Mr Pacejs, who left school at the age of 17, joined the army, married and had four children. But his marriage failed and he was left to provide for the children; boys, aged nine, 13 and 14 and a girl aged 16.

He left the army to work as a carpenter in a sawmill but followed the route of many of his countrymen in 1999, when he travelled to the UK and found casual seasonal work at a vegetable factory in Boston, Lincolnshire. After he returned to Latvia, he found work hard to come by: employment is available in Riga but not in small towns, and that includes Rezekne, in the south-east of the country, where his family lives.

He re-entered the UK on 17 November and, with his new partner, Galina Tepcova, had established a small network of friends from his country. Ms Tepcova, 21, works in a shop in the area.

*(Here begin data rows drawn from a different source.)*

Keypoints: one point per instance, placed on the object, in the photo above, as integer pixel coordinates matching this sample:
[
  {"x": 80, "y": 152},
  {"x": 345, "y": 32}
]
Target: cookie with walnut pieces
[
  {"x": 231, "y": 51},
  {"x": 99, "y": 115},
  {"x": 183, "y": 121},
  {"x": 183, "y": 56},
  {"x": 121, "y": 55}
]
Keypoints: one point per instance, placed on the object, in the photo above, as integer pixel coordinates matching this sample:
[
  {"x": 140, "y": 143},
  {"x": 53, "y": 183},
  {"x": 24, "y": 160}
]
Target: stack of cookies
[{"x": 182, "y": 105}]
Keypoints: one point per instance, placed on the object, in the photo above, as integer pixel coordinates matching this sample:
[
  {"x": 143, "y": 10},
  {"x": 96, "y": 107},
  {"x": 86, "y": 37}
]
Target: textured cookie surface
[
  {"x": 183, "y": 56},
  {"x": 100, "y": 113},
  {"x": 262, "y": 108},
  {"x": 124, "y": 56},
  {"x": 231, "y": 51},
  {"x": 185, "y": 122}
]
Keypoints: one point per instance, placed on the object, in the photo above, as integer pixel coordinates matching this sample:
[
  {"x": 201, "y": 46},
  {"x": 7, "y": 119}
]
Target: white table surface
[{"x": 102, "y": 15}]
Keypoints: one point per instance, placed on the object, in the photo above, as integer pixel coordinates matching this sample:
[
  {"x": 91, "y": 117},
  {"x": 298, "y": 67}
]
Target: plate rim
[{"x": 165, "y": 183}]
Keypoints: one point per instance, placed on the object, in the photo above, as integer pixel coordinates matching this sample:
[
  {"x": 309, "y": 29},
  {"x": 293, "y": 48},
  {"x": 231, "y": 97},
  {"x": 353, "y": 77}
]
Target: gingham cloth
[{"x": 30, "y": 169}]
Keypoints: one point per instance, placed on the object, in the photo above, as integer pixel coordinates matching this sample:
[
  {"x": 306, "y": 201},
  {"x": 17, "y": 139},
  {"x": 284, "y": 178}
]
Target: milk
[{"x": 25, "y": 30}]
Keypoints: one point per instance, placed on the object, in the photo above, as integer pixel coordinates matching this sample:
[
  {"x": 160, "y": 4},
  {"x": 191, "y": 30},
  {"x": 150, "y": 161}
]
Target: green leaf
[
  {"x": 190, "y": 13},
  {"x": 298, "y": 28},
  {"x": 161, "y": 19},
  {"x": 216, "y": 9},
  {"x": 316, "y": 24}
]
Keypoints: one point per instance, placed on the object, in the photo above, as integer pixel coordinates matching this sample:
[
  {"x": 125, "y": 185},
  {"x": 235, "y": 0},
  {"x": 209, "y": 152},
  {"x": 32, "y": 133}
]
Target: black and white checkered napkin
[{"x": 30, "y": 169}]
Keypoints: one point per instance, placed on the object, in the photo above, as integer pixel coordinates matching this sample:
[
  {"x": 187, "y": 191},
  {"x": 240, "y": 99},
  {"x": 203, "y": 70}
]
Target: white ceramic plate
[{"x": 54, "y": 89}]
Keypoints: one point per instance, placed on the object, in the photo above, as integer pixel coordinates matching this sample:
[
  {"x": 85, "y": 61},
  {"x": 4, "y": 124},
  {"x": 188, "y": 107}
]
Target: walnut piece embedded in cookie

On the night of 3 December, he had left a friend's house at 11.15pm with Ms Tepcova and another friend when the youths attacked them. All three suffered stab wounds. Detectives believe that a hackney cab driver may have witnessed the attack as he slowed to manouevre around another car.

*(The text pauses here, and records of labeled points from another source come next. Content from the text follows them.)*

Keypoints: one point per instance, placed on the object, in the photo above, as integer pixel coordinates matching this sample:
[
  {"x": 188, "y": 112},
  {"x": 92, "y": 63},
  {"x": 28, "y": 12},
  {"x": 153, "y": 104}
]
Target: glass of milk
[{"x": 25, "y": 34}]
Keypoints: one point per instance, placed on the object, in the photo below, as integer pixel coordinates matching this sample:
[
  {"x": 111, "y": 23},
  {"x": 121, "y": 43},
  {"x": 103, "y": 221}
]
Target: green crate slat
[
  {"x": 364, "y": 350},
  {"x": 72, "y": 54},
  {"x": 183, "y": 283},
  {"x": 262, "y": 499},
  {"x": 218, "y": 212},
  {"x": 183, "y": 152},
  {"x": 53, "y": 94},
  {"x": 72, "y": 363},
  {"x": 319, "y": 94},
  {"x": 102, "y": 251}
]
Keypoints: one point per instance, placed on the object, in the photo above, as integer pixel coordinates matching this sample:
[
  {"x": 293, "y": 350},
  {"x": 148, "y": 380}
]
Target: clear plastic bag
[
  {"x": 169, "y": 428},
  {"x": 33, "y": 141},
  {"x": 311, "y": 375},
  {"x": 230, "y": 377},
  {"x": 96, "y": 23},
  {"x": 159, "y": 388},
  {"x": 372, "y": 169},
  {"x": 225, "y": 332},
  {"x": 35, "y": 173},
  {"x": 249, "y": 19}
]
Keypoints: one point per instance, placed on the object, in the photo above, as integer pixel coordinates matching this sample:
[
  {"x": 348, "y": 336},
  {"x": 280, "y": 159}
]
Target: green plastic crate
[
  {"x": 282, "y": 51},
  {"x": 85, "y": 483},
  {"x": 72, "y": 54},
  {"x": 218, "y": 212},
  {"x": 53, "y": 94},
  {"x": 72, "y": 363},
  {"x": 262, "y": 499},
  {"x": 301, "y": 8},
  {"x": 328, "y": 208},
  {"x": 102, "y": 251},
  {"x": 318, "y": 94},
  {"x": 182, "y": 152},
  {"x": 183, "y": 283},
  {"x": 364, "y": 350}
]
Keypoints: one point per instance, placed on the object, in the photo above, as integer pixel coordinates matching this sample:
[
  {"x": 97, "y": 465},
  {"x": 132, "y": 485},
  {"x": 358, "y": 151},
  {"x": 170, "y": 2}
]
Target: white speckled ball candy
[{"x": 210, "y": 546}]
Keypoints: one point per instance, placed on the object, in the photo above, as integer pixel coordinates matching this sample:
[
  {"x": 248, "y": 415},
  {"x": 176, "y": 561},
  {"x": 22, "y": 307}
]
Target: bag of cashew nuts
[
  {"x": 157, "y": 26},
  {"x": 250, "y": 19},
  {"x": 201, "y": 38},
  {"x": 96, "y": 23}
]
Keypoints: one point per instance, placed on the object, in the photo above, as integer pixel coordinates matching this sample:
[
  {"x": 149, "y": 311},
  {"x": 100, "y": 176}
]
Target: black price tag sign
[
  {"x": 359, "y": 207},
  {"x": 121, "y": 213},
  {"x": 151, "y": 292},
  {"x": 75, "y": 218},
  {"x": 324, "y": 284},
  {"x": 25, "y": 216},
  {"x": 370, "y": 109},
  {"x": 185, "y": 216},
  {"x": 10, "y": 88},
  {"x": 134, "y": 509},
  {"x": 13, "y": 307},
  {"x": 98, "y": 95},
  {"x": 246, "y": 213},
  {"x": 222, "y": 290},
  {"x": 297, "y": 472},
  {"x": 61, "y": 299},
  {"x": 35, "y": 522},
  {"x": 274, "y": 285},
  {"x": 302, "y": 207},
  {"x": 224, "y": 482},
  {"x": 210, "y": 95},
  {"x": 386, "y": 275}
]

Greater Manchester Police confirmed the attack was being treated as racially motivated.

In an unlinked attack 25 hours later, a 26-year-old Czech man in Salford's Lower Broughton district was beaten unconscious.

Latvia's conviction that Greater Manchester may be the source of racist sentiment was strengthened by the experience of a reporter, Sanita Jemberg, who said two girls, aged 10 or 12, racially abused her.

"I don't think it was because of the way I am dressed and I don't look different from other people on the street so it must have been because of my accent," she said. "The attack on this man has caused a great deal of anger in my country."

Salford's council leader John Merry said: "I'm sorry the Foreign Minister chose to say what he said, but I can understand his reaction if it came in the heat of the moment."

Hazel Blears, the Labour MP for Salford and a Home Office minister, has also rejected Mr Pabriks' suggestion that a "blacklist" should be created but she described the recent attacks as "completely unacceptable".